Preview
Description
Primarily documents Ruth Payne Brown's two tours as a medical technician with the WAC (Women's Army Corps). Brown recalls her father's inability to serve in WWII; hearing about the attack on Pearl Harbor on TV; and her decision to join the WAC primarily for financial reasons. Topics related to Brown's first tour in the WAC include recruiting and training being shutdown during the winter holidays; the winter uniforms in basic; female sergeants; and her medical training, including videos, the grading system, and ward work. She also discusses being discharged from the WAC because of pregnancy, and divorcing her first husband, who was also in the army. " Brown discusses joining the WAC again in 1960, including having her parents adopt her son so she could begin her second tour.
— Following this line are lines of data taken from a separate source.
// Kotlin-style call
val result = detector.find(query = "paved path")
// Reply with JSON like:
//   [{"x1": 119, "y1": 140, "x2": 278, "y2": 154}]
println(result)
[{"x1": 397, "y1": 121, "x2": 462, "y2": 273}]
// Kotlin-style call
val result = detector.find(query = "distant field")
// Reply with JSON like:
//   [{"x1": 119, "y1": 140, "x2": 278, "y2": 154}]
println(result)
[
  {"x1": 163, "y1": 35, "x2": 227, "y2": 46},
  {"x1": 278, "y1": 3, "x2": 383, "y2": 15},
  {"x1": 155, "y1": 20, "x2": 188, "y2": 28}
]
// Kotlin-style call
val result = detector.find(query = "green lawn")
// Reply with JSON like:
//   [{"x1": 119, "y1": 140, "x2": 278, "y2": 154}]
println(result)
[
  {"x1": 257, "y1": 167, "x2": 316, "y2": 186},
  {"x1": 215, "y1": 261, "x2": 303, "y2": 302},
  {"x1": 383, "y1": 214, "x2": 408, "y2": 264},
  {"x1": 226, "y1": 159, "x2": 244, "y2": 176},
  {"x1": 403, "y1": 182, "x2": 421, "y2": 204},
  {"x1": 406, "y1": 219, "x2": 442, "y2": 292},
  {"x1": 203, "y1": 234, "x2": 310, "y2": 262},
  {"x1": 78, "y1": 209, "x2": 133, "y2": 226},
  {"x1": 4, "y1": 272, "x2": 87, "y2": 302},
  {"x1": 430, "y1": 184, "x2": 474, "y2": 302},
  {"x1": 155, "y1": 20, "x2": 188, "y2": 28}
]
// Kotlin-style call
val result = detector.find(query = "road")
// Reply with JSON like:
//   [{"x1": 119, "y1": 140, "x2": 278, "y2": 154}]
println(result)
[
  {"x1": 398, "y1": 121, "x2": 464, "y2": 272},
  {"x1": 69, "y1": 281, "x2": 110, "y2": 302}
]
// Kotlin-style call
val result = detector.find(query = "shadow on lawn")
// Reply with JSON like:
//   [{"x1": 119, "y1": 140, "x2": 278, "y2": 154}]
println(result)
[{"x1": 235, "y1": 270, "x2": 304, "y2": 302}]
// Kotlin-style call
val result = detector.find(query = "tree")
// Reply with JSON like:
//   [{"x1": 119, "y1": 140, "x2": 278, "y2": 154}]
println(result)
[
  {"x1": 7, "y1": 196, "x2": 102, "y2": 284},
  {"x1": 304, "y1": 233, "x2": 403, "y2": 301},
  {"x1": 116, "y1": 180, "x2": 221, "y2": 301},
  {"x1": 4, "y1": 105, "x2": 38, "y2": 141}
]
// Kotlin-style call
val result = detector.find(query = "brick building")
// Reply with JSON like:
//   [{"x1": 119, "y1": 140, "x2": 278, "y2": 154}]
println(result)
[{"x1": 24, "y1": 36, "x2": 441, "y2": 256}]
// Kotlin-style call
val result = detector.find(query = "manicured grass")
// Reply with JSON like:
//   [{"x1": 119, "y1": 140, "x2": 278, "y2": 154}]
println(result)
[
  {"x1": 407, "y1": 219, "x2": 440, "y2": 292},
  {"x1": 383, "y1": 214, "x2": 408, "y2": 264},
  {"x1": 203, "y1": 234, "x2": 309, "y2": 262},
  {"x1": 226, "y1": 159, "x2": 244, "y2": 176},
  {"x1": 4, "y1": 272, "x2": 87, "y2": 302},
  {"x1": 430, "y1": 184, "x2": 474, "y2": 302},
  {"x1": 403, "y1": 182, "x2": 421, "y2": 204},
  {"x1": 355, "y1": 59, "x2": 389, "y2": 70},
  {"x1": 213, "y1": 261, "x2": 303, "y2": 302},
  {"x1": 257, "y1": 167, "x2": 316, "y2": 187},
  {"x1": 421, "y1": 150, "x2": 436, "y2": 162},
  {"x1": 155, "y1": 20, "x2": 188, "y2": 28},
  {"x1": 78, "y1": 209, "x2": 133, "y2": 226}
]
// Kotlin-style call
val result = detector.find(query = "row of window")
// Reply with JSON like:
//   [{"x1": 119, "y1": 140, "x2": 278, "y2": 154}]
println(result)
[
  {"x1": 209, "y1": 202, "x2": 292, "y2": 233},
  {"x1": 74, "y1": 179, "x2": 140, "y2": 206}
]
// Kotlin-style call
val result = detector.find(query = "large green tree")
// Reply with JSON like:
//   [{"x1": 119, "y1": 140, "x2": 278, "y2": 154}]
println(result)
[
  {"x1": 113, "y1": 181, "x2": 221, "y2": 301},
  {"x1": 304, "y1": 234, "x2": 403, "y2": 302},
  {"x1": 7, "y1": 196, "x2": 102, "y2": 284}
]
She recalls sexual harassment from a colonel at Fort Leavenworth, Kansas; attempts to be transferred out of the base to avoid running into her ex-husband; and meeting her second husband in the burn unit of the 97th General Hospital in Germany. Other topics from her time in Germany include alert drills; social activities; being mistaken for a German woman; rules for proper conduct; interactions with servicemen; and rifle, bivouac, and driver's training. " Personal topics include her sister's enlistment in the WAC in the late 1950s; patriotism in America; and the treatment of veterans.